In this weary season of budget slashing, the latest of many, the Georgia Legislature is considering a cut — about $80,000 — to funding for free legal representation of folks, women and children mostly, who are victims of domestic violence.

The money would come out of grants from the state Judicial Council made to legal aid organizations and private lawyers in the state who provide free representation in family violence cases. The Judicial Council’s total budget is being cut by 4 percent.

Amid the millions of dollars of cuts, this may seem like small potatoes. In theory, yes.

But to Amy Anderson, it means life itself.

Her husband had threatened to kill her and her children if she left him.

But as happens so often, the dangers of staying with the batterer began to outweigh the dangers of leaving. His violence was increasing in frequency and severity.

Mustering her courage, she contacted Georgia Legal Services Program, and we helped her obtain a Family Violence Act Temporary Protective Order.

The TPO restricted her husband’s contact with Anderson and ordered him to undergo drug and alcohol treatment before he could see the children.

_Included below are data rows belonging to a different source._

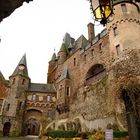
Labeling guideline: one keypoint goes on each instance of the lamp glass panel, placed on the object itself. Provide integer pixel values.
(105, 2)
(95, 4)
(107, 11)
(97, 13)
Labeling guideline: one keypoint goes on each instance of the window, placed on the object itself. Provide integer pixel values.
(49, 114)
(115, 31)
(8, 107)
(92, 52)
(23, 81)
(14, 81)
(100, 46)
(124, 8)
(68, 91)
(74, 61)
(118, 50)
(85, 58)
(60, 90)
(48, 98)
(1, 102)
(33, 97)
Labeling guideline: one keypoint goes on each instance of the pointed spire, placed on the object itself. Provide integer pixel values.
(21, 67)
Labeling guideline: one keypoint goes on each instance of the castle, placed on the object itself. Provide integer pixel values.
(92, 83)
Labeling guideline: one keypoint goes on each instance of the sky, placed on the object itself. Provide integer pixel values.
(37, 29)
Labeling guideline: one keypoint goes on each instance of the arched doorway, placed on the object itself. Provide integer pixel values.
(32, 127)
(6, 129)
(97, 71)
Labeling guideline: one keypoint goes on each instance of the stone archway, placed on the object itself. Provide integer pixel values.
(6, 128)
(32, 127)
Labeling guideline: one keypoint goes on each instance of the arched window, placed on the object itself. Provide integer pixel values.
(94, 71)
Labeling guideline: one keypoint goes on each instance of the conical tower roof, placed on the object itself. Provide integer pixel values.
(21, 67)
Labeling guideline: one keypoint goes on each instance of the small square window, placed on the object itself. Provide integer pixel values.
(118, 50)
(115, 31)
(124, 8)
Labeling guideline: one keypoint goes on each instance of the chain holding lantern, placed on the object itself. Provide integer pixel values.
(103, 9)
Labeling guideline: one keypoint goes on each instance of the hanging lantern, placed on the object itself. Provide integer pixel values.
(102, 9)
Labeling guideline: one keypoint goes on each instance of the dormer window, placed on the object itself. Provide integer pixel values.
(21, 67)
(23, 81)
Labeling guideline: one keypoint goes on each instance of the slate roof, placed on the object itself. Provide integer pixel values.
(21, 62)
(37, 87)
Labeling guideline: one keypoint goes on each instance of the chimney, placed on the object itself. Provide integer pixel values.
(91, 33)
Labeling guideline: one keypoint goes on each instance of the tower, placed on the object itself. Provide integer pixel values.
(51, 69)
(62, 54)
(124, 31)
(15, 102)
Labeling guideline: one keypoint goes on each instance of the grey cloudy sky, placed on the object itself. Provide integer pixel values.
(37, 29)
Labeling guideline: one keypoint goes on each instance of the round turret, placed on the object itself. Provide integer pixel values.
(124, 28)
(62, 54)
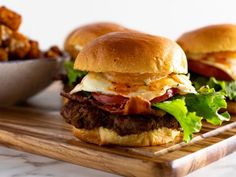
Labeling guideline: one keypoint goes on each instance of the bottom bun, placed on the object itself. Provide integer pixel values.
(103, 136)
(231, 107)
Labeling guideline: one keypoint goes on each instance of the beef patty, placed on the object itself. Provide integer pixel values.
(84, 115)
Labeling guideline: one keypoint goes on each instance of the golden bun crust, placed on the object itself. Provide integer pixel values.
(231, 107)
(84, 34)
(130, 52)
(214, 38)
(103, 136)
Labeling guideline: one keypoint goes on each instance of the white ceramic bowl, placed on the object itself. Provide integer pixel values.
(20, 80)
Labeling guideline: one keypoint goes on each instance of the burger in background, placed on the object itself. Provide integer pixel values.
(74, 43)
(136, 93)
(211, 53)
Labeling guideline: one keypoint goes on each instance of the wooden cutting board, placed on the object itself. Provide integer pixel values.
(45, 133)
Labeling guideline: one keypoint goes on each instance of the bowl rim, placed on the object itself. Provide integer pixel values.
(51, 59)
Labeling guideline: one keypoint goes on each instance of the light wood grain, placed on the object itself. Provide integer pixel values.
(45, 133)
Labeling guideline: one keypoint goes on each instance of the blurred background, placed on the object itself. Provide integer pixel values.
(49, 21)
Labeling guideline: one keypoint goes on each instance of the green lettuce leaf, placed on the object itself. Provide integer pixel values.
(207, 104)
(190, 109)
(189, 121)
(72, 74)
(228, 87)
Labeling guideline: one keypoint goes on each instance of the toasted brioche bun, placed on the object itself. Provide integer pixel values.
(103, 136)
(214, 38)
(231, 107)
(130, 52)
(78, 38)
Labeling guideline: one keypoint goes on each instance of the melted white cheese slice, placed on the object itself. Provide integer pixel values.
(96, 82)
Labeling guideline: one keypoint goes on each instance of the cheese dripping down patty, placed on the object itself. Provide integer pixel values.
(226, 62)
(97, 82)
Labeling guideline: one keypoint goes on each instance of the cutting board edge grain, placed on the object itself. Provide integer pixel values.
(20, 129)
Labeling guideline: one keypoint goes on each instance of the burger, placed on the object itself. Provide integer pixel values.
(211, 53)
(136, 93)
(74, 43)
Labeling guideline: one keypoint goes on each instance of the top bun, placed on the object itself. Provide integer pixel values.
(84, 34)
(214, 38)
(129, 52)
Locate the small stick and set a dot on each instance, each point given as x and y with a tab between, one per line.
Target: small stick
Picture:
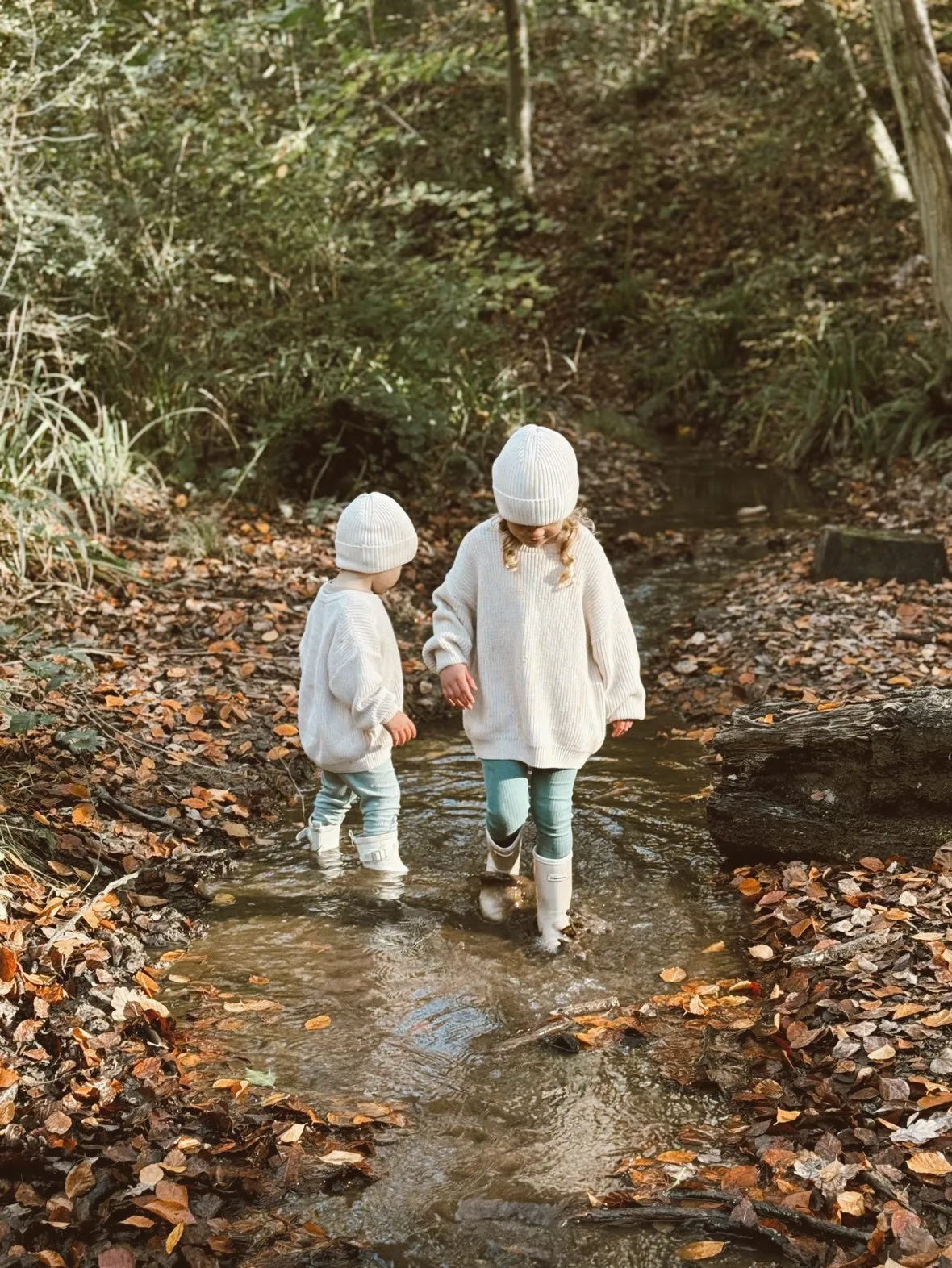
73	921
834	1232
841	950
562	1022
708	1219
133	811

In the process, the sheriff’s office confiscated 24 weapons from the batterer. Anderson, her children and the community are all safer as a result of this work, done by lawyers funded by money from the Judicial Council.

The cut to the Judicial Council’s domestic violence funding would mean a reduction of about $51,000 a year, or about $25,000 for the remainder of this year for GLSP.

That is enough to fund representation of 64 clients in domestic violence cases.

That’s 64 women like Amy Anderson, women fighting for their lives, facing homelessness, injury and even death, in cases where a lawyer could help them safely leave the abusive relationship, gain custody of their children and find a place to live.

We do this for hundreds of family violence survivors every year, but as our budget shrinks, so do the numbers of clients we can serve.

Between 2003 and 2009, 834 victims were killed by their batterers. Children were present in 42 percent of those cases, according to the Georgia Commission on Family Violence.

Is the saving of so little in a $15 billion state budget worth it?

Vicky O. Kimbrell is director of the Family Violence Project at the Georgia Legal Services Program, which provides free legal representation in civil matters to low-income Georgians in 154 counties outside metro Atlanta.